Many of the locals wanted, of course, to learn more about the beast, and not only to protect themselves from its disgusting maw, but also because large predators always interest us herbivores, who find it difficult to explain to ourselves where violence comes from and how it works. They questioned the writer M. about its habits with intense sympathy, as if she too had been bitten and even partially gnawed, and only by chance remained lying on the grass relatively intact. Some wanted to understand how it happened that the beast had not yet been killed or devoured itself in its insatiable greed, and hinted that M. and the people she knew in her country should have taken timely measures long before he grew up and started eating everyone indiscriminately.
M. completely agreed with this, but it took some effort to explain to her interlocutors that the very nature of the beast made hunting it or fighting it difficult.
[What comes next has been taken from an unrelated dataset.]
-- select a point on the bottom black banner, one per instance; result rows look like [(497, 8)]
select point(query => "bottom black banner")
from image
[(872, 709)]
The beast, you see, was not in front of me and not behind me, she might have said, he was always around me – to such an extent that it took me years to recognize that I lived inside the beast, and maybe was even born in it. Do you remember the fairy tale, she continued silently, where an old man and a wooden boy sit by a stub of a tallow candle inside a sea monster? They might have been able to cause him some discomfort – for example, jumping up and down in his stomach or even starting a fire in there. But the fact is that the disparity in size prevents you from doing the beast any significant harm, let alone finishing him off; all you can hope for is that someday he will start to vomit and you, without understanding how, will find yourself outside and for the first time be able to see clearly that the room you spent so many years in was actually a belly. And I myself, it turns out, was part of the beast, even if swallowed by chance or grown by mistake – and I understand very well that this makes my experience flawed, and my story – untrustworthy. But if it is needed, I am ready to give an account of the internal furnishing of the creature I recently emerged from onto dry land."